The 20-year-old Medical Security Program - funded by a tax on employers - is a separate program that helps unemployed people whose income does not exceed $84,000, or 400 percent of the federal poverty limit of $21,000 for a family of four. As of January, 17,803 workers and family members get their health insurance this way, nearly double the number in January 2008.

Although some of those families had the option of continuing their workplace coverage through COBRA, they could not afford the upfront premiums of $1,000 or more and turned to the Medical Security Program for help. The new subsidy plan being announced today is expected to put healthcare under COBRA within reach, said Gerald A. McDonough, general counsel of the state labor department.

Families will be able to stay covered under their former workplace insurance plans by paying as little as $350 a month in advance, with $280 of that reimbursed later.

A spokesman for the Boston-based advocacy program Health Care For All applauded the newly combined efforts of the state and federal COBRA programs.
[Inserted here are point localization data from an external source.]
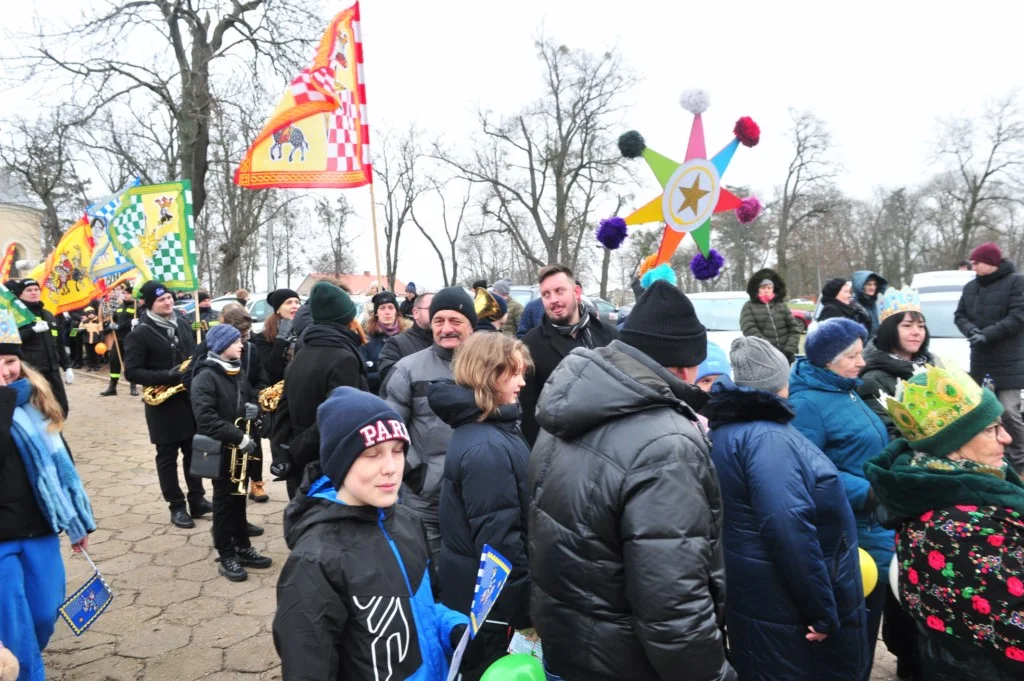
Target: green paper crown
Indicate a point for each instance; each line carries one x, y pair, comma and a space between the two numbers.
903, 300
940, 409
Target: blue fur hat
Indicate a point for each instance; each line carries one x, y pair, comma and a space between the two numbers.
830, 338
717, 363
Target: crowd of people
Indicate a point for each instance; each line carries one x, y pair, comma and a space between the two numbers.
664, 504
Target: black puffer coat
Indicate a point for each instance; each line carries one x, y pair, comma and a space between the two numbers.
152, 357
483, 500
19, 513
625, 524
881, 373
994, 303
772, 322
329, 358
407, 343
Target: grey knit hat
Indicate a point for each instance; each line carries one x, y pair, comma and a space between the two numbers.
756, 364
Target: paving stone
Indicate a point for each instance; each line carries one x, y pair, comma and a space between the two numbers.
226, 630
154, 639
197, 610
196, 664
251, 655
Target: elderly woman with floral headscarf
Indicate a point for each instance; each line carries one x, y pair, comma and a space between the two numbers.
960, 508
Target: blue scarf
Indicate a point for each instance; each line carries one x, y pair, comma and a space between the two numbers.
51, 473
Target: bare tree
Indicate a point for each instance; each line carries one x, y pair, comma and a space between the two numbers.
396, 167
334, 220
545, 168
185, 39
40, 157
809, 170
453, 228
983, 155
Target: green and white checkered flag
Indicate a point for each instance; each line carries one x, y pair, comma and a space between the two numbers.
154, 228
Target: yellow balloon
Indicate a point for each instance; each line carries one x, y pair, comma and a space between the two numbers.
868, 571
"We are really pleased with the decision to layer both the federal assistance with state assistance to provide maximal benefits to low-income people who are struggling to find jobs after being laid off," said research director Brian Rosman. "One thing we know is that when people lose their jobs, their medical needs don't go away."

He said his office has been inundated with calls from people losing their jobs who want to know more about the Medical Security Program and the new COBRA assistance. The state's 2006 law mandating near universal health insurance coverage imposes a penalty on people who go without insurance for more than three months.

The federal COBRA program is designed to avoid interruptions in coverage by allowing workers and their families to keep their health insurance after leaving an employer's plan for a variety of reasons, including an employee's job loss, death, or divorce. The subsidy created by the federal stimulus package covers people losing their jobs between Sept. 1, 2008, and before Dec. 31, 2009.

It comes with some income limitations: Benefits begin to decrease for individuals starting when their income hits $125,000 a year, and for couples when their income reaches $250,000. The benefits are not available for individuals with incomes over $145,000 and couples with income over $290,000.

The benefit is not retroactive, but it does reopen the 60-day window for selecting COBRA coverage. Employers will be required to send letters offering COBRA again to laid-off workers who may have declined it, dating back to September. People on COBRA will also be notified by their former employers.